Just that morning, the attending on our unit had upped his “Code Status” (aka: what we do if someone’s heart stops) from “Allow Natural Death,” which only excludes chest compressions, to “Allow Natural Death, and Limit Therapy,” which means that, in the event of cardiac arrest, we don’t do anything at all except make him comfortable, and pronounce him when his heart stops. Pretty much just about everyone had signed off of his case because of his extremely poor prognosis.
I finished up with my other patient, and made my way to his room to investigate the monitor’s fluky readings. He had done this before - yesterday - his heart had slowed down and then picked back up again, ticking away without a glitch. But this time was different. I didn’t even have to look at the monitor or feel a pulse to know that he was dead. In the short time since I’d been gone in my other patient’s room, his face had gone from pink and rosy to yellow-ish blue, and he had started cooling down. I ran a cycle of the blood pressure pump — no reading. Thready pulse. Called the resident, and we both agreed…even though this man’s heart was still beating 70 times a minute, he was almost completely gone.
It only took a few more moments for it to become official. While the monitor beeped ASYSTOLE! ASYSTOLE! ASYSTOLE! the resident did his death assessment, pronouncing the patient just a few minutes after four o’clock. I did my best to keep our delayed appointment, lathering up his face to give him his last shave, only five minutes late.
Sick? No. Weird? A little. But let me explain. When a patient dies who is a family member to anyone - girlfriend, neice, daughter, wife, brother or cousin - the best thing that can be done is to make he or she look as normal as possible. After having looked at their loved one with tubes and drains sprouting from their mouths for the past week, all the family wants to see is that the patient’s face has become familiar once again, even if in death.
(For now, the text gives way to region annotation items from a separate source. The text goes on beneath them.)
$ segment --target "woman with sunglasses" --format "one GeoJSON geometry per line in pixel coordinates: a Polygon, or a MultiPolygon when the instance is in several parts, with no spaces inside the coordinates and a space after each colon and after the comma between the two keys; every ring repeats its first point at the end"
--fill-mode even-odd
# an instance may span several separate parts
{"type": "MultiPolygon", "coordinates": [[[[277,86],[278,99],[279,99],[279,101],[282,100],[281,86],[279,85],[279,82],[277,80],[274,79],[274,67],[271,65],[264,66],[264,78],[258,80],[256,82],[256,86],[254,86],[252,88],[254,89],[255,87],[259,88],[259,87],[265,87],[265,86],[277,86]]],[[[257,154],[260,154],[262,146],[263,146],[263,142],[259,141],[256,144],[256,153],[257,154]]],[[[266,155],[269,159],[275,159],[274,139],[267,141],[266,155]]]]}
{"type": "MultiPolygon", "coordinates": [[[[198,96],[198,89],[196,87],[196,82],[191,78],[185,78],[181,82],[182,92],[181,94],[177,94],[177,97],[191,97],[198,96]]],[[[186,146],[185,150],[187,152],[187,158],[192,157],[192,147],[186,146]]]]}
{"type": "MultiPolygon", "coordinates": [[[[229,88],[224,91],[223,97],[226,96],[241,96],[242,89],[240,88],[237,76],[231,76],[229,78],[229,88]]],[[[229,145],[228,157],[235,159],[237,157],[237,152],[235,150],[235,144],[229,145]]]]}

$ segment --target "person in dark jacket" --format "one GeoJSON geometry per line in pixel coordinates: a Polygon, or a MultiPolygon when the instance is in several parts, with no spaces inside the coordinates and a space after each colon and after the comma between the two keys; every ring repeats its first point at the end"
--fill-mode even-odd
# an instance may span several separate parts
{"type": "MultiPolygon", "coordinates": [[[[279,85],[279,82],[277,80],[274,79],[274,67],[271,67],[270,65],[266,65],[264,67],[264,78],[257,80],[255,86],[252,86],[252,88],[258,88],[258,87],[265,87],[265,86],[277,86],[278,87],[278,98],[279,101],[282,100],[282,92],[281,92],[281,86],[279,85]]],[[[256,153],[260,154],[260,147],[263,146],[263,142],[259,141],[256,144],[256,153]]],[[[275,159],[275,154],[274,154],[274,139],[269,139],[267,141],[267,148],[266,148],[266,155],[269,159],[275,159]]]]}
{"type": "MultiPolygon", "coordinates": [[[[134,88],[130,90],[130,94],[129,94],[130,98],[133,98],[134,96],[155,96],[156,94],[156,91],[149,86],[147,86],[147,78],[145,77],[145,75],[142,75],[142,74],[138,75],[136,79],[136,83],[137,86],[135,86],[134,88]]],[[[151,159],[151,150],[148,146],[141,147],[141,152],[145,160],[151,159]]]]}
So, I took out his breathing tube and feeding tube, and the tape that held them in place, and I shaved his slouching face. The cut came out clean; without any life behind it, his face had no reason to resist or turn away from the razor’s blade. When I was finished, I took out his IV’s, put on a new gown, made sure his hair was in place, and laid his hands open on the bed for his family to hold.
It’s peaceful to help someone leave this place when it’s right for them to go. There’s something strangely holy about watching a person’s life change from breaths and words, to numbers falling to nothing on a computer screen.
Hospital policy: Patient’s families have two hours to come and view the body after their time of death. Two hours passed, and no one came. The resident, who had spoken to the family, told me that they couldn’t make it.
No one to see how well I’d shaved him.